Dessa forma, o corpo leva, até certo ponto, uma vida independente da inteligência que o habita (…) Um homem sem corpo pode saber-se a si mesmo. Um homem que vê o seu corpo desmembrar-se, queimar-se, apodrecer, nem por isso deixa de ser homem.
Não é menos óbvio, no entanto, que o corpo, na vida prática, é a fronteira que se levanta entre qualquer homem e os seus iguais, ou entre qualquer homem e o lugar onde o seu tempo decorrer: o mundo. Porque o homem sente e conhece o mundo, fundamentalmente, através do seu corpo.
Face às agressões do mundo, o corpo protege-se. (…) O espectro de respostas geradas no corpo pelo horror é muito amplo. O corpo surpreende então pela sua plasticidade.
Mas pode um corpo demitir-se da realidade?
Pode um corpo esquecer-se de si próprio?”

Decerto que pode, especialmente numa época em que o terror era o mais notável arauto da história de uma Europa em que a maioria não tinha outra pátria nem outro credo que não fosse o sofrimento, afinal o inferno era um lugar cheio de vivos.

E esse inferno, embora com diferentes escalas de dor, resume vencedores e vencidos a uma mesma coisa: corpo, carne e medo. O corpo, essa verdadeira memória do tempo.

“(…) e compreendeu que o assombro, ao fim e ao cabo, é uma categoria do quotidiano, e que só há um deus, o acaso, e que só existe uma religião, a casualidade, e que qualquer outra interpretação da vida e dos seus acidentes está não só a um passo do fracasso, como condenada à mais absoluta cegueira.”

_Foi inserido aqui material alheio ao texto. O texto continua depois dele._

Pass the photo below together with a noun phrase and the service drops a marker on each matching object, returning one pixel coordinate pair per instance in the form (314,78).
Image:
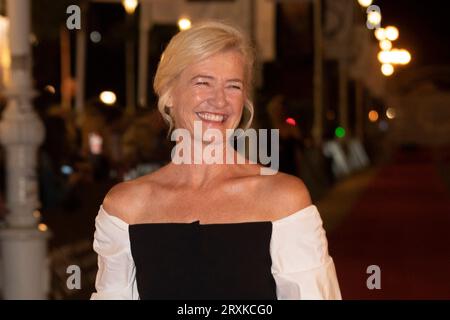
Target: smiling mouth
(212,117)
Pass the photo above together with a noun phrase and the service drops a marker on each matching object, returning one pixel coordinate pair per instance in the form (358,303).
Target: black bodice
(195,261)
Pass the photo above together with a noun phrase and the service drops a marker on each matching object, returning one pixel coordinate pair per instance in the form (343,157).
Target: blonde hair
(193,45)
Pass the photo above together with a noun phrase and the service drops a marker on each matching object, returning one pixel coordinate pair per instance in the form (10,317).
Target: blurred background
(359,90)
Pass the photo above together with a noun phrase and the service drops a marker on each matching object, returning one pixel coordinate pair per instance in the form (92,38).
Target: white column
(24,271)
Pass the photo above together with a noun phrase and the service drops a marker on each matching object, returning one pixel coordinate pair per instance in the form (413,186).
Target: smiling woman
(209,230)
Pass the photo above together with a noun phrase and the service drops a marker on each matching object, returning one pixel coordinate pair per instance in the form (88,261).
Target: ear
(169,102)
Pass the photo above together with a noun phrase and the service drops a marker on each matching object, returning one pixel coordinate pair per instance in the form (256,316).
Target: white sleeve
(116,276)
(301,265)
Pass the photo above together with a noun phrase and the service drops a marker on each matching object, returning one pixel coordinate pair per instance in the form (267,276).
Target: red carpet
(402,224)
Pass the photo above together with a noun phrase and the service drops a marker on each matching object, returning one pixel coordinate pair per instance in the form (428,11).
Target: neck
(202,163)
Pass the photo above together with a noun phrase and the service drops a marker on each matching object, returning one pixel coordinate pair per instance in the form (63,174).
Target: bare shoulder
(128,199)
(286,193)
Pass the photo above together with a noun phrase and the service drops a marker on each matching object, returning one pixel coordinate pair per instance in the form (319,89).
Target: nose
(219,98)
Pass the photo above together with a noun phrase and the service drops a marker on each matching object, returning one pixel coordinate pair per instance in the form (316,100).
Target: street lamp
(385,45)
(392,33)
(365,3)
(387,69)
(130,5)
(374,18)
(184,24)
(108,97)
(380,34)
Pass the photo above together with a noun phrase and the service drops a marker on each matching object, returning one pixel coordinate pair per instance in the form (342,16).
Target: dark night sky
(424,29)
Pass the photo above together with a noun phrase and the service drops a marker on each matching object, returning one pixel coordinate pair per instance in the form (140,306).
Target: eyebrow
(212,78)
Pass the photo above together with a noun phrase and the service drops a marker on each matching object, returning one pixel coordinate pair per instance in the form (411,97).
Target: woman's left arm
(301,265)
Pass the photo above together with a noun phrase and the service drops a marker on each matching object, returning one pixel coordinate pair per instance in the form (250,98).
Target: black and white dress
(282,259)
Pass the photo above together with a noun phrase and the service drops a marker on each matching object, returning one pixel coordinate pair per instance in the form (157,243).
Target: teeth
(211,117)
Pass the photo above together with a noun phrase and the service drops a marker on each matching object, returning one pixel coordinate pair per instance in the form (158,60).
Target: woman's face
(211,91)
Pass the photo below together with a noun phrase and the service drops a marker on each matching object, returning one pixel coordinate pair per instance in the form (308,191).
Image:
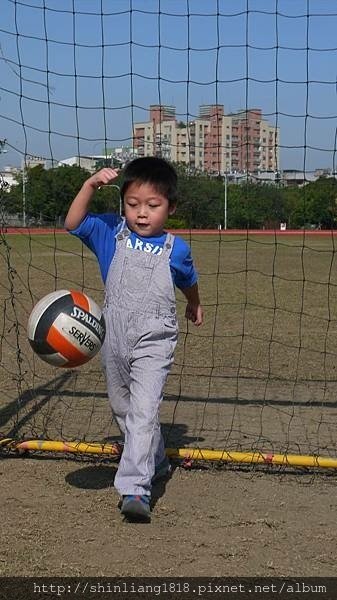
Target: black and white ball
(66,328)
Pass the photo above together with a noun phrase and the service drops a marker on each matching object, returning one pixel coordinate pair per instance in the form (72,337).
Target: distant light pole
(23,194)
(225,212)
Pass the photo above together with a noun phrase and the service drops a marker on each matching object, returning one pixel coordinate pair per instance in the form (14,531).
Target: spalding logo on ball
(66,328)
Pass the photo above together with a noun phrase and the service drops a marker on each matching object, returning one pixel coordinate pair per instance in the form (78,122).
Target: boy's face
(146,210)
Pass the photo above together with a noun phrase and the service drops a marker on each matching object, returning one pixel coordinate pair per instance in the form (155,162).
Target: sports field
(259,375)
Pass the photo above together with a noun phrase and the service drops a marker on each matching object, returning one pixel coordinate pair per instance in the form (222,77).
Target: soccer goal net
(241,97)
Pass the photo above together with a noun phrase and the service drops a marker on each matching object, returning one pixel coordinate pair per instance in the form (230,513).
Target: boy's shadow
(101,476)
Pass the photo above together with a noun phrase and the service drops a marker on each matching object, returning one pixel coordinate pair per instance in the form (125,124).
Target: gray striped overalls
(142,331)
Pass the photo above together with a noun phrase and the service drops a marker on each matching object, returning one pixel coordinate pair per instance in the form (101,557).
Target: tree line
(47,194)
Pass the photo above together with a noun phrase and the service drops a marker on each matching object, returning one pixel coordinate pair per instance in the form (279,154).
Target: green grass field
(260,373)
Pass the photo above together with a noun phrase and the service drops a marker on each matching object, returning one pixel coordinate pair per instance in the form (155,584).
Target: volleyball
(66,328)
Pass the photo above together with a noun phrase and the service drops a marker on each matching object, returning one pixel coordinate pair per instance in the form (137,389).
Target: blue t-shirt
(98,231)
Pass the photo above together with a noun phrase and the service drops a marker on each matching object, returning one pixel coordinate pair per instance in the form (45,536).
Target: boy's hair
(156,171)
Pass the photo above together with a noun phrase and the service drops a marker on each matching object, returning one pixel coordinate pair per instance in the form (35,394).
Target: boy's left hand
(194,313)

«A Ofensa» é realmente um assombro e nessa perseguição, o leitor aproxima-se da «Derrocada», pensando que vai encontrar um outro desfecho para o enigmático final de Kurt; sem saber que Trilogia do Mal tem com personagem principal o terror. O terror iminente em todas as sociedades, pejadas de pessoas à beira do precipício – um prenúncio de derrocada - voltando novamente à premissa de «A Ofensa», vítimas e carrascos confundem-se porque o “terror é a maldição do homem.”

E é nestas palavras de Dostoievski, em Os Demónios, que nos abeiramos dos três jovens em total derrocada, cheios de vocação para a violência, que beleza nenhuma pode salvar e para quem qualquer reconciliação com a vida é inútil perante tal atracção pelo mal

Mas mais uma vez, o autor nos diz que o mal e o medo andam de mãos dadas.

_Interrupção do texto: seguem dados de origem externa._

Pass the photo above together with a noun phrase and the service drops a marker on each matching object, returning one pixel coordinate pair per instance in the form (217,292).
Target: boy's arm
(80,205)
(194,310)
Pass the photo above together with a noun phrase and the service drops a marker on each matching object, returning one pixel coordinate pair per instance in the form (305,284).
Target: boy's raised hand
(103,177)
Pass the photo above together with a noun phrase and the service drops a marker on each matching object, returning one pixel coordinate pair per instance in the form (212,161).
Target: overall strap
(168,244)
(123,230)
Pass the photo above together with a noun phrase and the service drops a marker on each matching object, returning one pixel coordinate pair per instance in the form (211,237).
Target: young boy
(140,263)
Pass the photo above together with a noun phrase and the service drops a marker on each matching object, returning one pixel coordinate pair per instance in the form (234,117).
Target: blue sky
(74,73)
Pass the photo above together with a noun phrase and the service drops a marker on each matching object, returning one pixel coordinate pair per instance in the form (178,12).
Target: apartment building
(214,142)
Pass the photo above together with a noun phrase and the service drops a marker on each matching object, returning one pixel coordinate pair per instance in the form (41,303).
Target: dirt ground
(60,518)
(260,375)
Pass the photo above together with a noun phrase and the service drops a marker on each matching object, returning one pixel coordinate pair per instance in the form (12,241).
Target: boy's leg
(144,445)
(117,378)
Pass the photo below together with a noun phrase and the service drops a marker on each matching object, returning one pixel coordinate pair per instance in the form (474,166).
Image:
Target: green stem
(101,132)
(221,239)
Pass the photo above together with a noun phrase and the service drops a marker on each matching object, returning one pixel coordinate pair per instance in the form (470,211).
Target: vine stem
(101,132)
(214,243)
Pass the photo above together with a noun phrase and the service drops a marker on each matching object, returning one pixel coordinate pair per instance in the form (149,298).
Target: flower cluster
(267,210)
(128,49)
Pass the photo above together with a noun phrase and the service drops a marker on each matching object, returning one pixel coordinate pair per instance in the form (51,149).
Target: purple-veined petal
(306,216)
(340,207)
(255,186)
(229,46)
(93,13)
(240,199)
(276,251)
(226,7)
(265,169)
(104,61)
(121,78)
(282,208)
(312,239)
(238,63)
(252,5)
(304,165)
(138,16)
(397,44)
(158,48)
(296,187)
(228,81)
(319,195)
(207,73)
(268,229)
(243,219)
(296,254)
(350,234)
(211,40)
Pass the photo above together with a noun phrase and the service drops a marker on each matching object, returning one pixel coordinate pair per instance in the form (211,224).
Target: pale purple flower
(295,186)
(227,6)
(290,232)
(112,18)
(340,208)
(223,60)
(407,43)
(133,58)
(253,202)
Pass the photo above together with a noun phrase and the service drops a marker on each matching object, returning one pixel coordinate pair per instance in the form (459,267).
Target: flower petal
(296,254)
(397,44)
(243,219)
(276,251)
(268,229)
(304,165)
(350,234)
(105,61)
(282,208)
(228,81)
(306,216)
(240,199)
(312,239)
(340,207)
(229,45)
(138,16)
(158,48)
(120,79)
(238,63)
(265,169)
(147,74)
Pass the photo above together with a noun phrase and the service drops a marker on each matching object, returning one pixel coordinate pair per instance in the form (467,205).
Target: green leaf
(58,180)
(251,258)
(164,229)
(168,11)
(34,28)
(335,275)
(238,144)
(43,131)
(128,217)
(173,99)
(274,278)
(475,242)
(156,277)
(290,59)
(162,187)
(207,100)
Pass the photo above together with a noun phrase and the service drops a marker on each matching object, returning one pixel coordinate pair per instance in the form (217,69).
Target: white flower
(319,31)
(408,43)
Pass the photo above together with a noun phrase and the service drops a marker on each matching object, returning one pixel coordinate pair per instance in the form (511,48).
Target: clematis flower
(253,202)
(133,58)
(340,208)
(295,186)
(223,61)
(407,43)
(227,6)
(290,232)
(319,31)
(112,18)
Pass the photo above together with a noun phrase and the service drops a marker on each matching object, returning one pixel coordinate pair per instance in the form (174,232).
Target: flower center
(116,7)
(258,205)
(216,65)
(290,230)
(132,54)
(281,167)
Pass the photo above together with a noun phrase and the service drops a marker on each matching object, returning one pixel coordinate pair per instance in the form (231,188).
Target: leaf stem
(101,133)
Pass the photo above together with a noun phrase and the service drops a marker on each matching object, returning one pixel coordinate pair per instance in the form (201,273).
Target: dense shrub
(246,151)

“- No dia em que eu vim ao mundo (…) a minha mãe pariu gêmeos: eu e o medo.”

E mesmo que não despertem ao mesmo tempo, o tempo tudo resolve. O medo instala-se em pequenos detalhes e o mal pode dar-lhes imortalidade.

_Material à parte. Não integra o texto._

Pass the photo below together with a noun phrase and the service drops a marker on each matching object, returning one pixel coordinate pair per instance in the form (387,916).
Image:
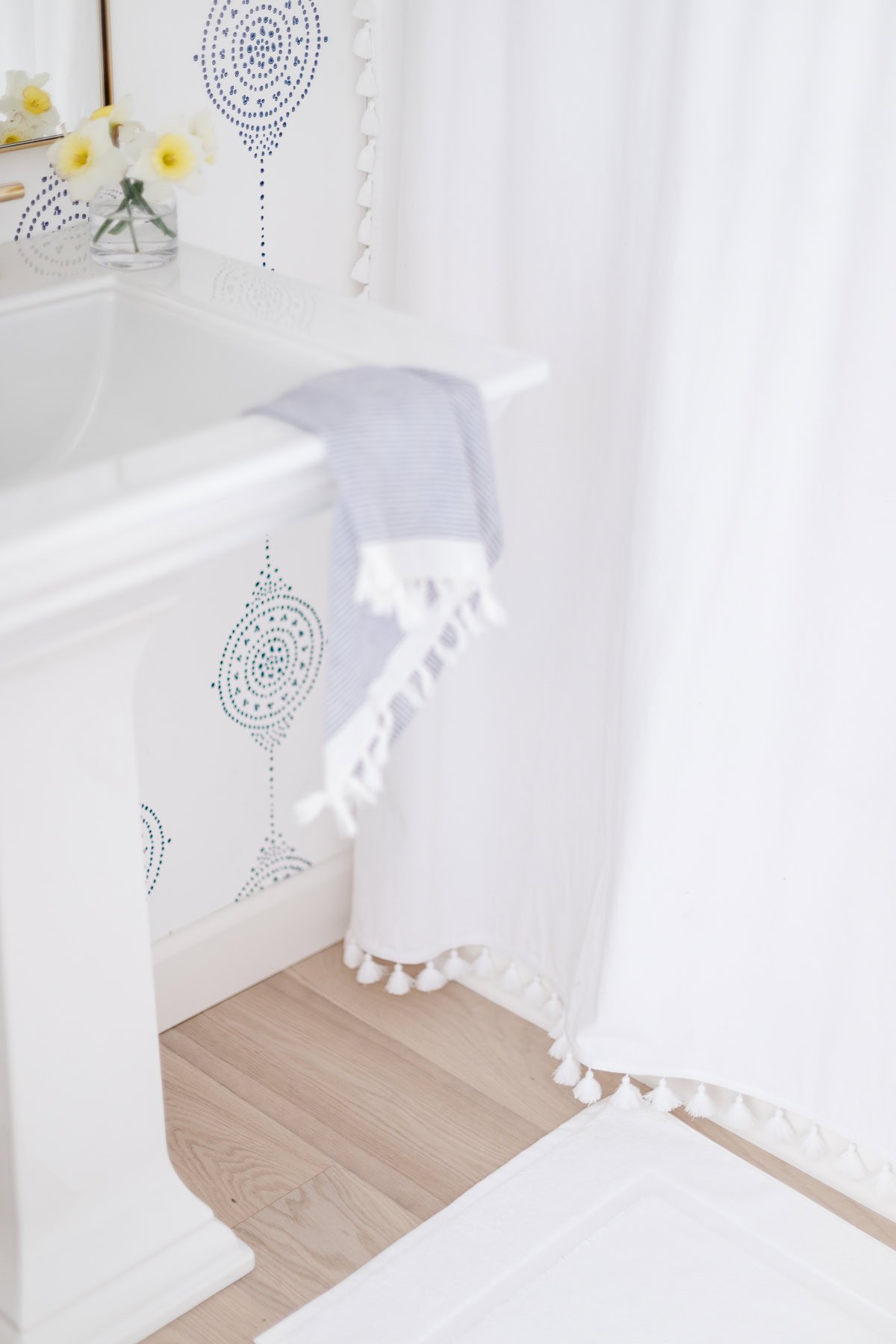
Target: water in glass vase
(131,230)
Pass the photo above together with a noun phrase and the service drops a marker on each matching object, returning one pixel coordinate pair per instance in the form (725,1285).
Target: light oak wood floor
(323,1120)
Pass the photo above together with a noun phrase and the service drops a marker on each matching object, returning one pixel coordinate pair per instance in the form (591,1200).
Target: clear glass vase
(131,231)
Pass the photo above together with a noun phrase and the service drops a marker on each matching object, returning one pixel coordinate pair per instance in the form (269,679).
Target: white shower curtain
(671,784)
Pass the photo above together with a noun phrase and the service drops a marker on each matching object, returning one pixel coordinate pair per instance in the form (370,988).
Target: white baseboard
(235,948)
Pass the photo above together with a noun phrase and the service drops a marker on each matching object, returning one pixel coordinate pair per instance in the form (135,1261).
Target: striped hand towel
(415,535)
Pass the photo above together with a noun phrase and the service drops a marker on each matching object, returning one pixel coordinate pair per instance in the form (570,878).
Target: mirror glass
(52,67)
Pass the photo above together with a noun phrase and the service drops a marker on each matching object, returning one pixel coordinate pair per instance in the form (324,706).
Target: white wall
(207,784)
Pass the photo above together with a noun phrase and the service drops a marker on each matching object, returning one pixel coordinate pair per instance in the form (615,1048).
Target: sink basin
(124,401)
(127,458)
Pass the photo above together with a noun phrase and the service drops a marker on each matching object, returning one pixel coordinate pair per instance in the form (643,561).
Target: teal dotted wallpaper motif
(269,667)
(155,844)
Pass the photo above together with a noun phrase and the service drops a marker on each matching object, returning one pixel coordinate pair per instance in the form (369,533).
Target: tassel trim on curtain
(778,1129)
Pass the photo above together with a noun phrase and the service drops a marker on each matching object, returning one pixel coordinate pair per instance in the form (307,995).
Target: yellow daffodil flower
(26,96)
(87,159)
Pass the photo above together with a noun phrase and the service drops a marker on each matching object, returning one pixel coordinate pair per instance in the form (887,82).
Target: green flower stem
(122,217)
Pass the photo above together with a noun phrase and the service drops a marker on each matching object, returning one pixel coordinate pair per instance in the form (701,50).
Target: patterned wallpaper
(230,691)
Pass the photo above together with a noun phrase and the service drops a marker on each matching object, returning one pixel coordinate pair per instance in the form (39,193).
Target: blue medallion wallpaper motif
(258,60)
(155,843)
(270,663)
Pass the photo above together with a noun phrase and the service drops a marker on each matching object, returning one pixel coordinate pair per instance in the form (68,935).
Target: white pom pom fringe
(352,954)
(588,1090)
(370,971)
(455,967)
(430,979)
(850,1164)
(702,1105)
(535,994)
(367,85)
(664,1098)
(366,228)
(812,1145)
(363,45)
(371,121)
(511,980)
(367,158)
(482,967)
(399,983)
(626,1097)
(778,1128)
(739,1115)
(886,1182)
(567,1073)
(361,268)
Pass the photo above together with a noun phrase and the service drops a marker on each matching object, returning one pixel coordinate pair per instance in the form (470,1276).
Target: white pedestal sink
(122,465)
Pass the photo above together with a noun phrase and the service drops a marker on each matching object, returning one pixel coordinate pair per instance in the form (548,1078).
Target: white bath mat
(618,1226)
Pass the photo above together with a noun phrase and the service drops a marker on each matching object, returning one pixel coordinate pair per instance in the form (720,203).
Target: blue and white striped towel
(415,535)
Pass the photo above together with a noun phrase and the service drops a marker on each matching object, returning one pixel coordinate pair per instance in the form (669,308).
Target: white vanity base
(136,467)
(151,1295)
(104,1243)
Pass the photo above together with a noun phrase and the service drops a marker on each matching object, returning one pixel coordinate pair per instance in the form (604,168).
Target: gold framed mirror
(55,67)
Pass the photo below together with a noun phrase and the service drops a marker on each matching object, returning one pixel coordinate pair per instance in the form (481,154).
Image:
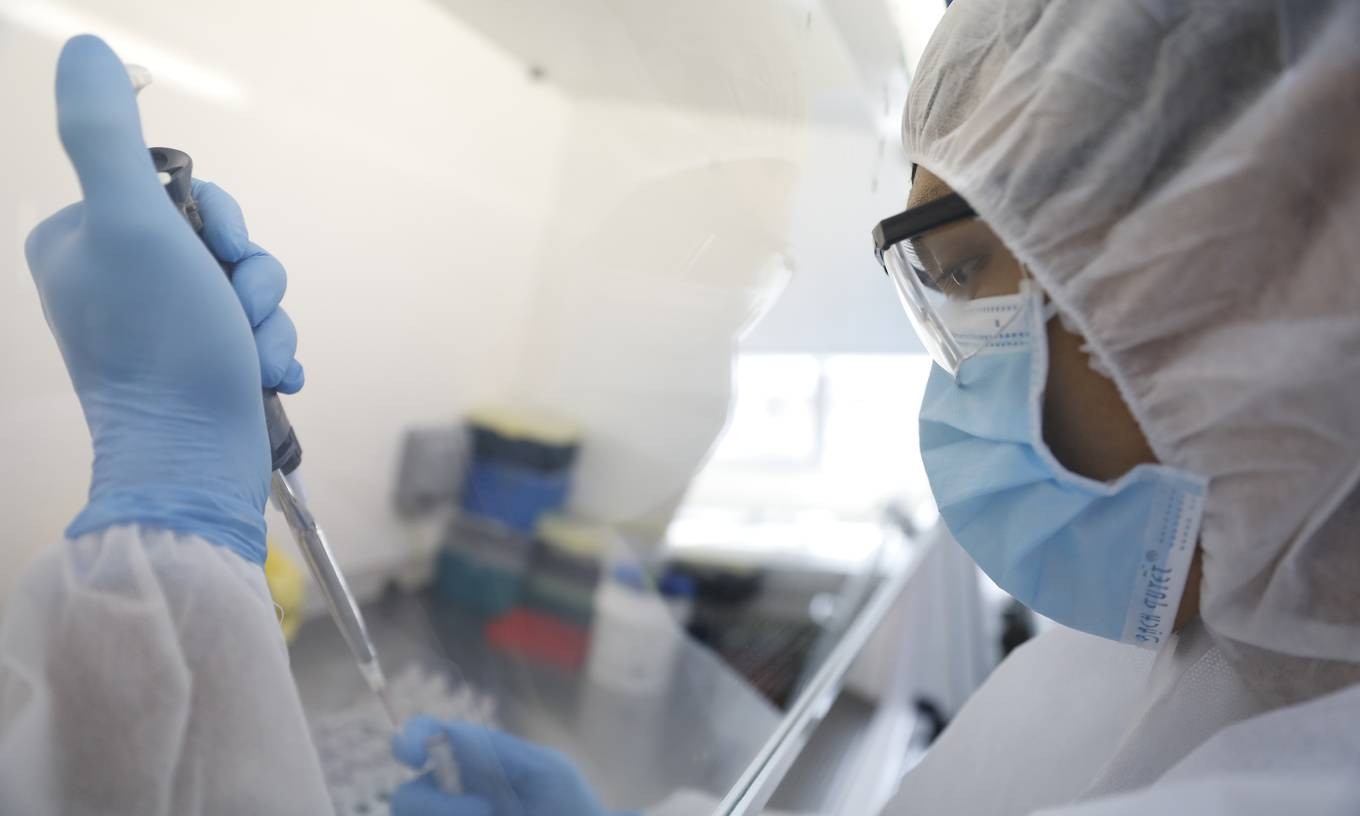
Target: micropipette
(176,172)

Embora, a narrativa seja fluída e a escrita continue intensa, interessante e crua, ao despir crenças e moralidades ocas, tem um enredo bizarro e fragmentado não me cativa a atenção como aconteceu no primeiro livro, por isso, fico na incerteza se «O Revisor» vem dar a redenção pelo poder do amor, nas suas mais diversas formas, como é referido na sinopse do desfecho desta trilogia.